Künftig gilt also für die Bildung von Betriebsräten durch im Flugbetrieb beschäftigte Arbeitnehmer: „Ready for take off“! Die gesetzliche Einschränkung des § 117 Abs. 2 BetrVG wurde handstreichartig von der Startbahn geräumt. Das Betriebsverfassungsgesetz ist nunmehr auch für im Flugbetrieb beschäftigte Arbeitnehmer von Luftfahrtunternehmen uneingeschränkt anwendbar, wenn keine tarifvertragliche Vertretung existiert. Eine weitere bemerkenswert arbeitnehmer- bzw. betriebsratsfreundliche Regelung, deren mediale Aufarbeitung („dröhnendes Schweigen“) sich leider umgekehrt proportional zur Schwere des damit verbundenen Eingriffs in die unternehmerische Handlungsfreiheit verhält. Zu den möglichen organisatorischen und finanziellen Belastungen für betroffene Arbeitgeber finden sich jedenfalls soweit ersichtlich keine vertiefenden Ausführungen.

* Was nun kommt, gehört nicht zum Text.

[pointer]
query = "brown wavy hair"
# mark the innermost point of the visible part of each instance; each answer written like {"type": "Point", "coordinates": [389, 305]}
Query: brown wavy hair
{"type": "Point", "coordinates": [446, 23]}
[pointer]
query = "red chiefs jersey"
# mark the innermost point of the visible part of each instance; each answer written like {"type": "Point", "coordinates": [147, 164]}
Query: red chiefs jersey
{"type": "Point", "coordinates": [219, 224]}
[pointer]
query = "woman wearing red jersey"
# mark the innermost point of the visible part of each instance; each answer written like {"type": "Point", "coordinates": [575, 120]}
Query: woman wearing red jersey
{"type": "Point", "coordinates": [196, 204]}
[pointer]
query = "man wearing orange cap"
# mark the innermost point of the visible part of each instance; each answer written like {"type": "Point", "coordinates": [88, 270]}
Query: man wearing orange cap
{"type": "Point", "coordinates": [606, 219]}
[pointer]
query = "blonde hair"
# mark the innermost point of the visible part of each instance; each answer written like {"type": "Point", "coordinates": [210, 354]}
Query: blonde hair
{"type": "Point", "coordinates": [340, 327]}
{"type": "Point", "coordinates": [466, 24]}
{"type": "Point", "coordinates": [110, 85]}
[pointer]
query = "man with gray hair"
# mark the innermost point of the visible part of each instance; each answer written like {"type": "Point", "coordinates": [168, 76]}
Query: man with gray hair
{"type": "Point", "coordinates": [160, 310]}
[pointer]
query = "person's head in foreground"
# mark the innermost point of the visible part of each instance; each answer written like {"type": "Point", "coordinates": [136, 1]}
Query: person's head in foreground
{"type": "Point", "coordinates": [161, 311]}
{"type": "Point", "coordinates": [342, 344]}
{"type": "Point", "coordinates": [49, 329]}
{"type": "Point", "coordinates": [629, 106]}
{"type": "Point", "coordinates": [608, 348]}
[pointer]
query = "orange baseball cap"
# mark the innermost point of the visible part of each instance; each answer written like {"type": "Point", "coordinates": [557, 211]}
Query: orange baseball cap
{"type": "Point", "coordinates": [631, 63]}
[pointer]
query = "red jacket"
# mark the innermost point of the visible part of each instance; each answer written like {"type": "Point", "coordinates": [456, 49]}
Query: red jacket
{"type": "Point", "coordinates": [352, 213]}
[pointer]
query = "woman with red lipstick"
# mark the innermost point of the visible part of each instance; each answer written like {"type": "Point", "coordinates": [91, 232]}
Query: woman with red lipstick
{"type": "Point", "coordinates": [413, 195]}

Doch Vorsicht: Die Neuregelung ist kein Autopilot!
Ein Übermaß an Euphorie auf Seiten der (potentiellen) Arbeitnehmervertretungen wird der Arbeitgeber aber durchaus bremsen können. Wie häufig ist es nämlich auf den zweiten Blick nicht ganz so einfach, wie es auf den ersten scheint. Arbeitnehmerseitige Forderungen in Bezug auf die Gesetzesänderung können ggf. mittels genauer Lektüre der Neuregelung abgewehrt werden. Denn diese gilt nur, wenn keine Vertretung durch Tarifvertrag errichtet ist. Eine zeitliche Vorgabe, wie lange diese Vertretung bereits existiert haben muss, ist damit nicht verbunden. Das heißt einerseits, eine zum Zeitpunkt des Inkrafttretens der Neuregelung bereits bestehende Vertretung bleibt im Amt und wird nicht etwa automatisch aufgelöst. Eine Neuwahl alleine aus diesem Grund ist ebenfalls nicht angezeigt. Selbst eine Kündigung des Tarifvertrages hilft hier nicht weiter, weil nach dem neuen § 117 Abs. 2 Satz 3 BetrVG auf einen Tarifvertrag gem. § 117 Abs. 2 Satz 1 BetrVG der § 4 Abs. 5 TVG anzuwenden ist, d.h. dieser entfaltet Nachwirkung. Es heißt andererseits aber vor allem auch, dass sich die Rechte einer bereits bestehenden Vertretung weiterhin abschließend nach dem geltenden Tarifvertrag richten, denn das Betriebsverfassungsgesetz gilt nur „wenn“ und nicht „soweit“ keine tarifvertragliche Vertretung besteht. Gerichtlich geklärt ist dies naturgemäß noch nicht. Gleiches gilt im Übrigen für die Fülle von Rechtsfragen, die sich aus einer ungefilterten Anwendung des insoweit eigentlich gar nicht passenden Betriebsverfassungsgesetzes auf (bislang vertretungslose) Flugbetriebe ergeben können. Insoweit bleiben den Unternehmen derzeit nur ein achtsamer Sichtflug und eine sorgfältige Prüfung arbeitsrechtlicher Turbulenzen, die ab dem 01.05.2019 zunehmen könnten.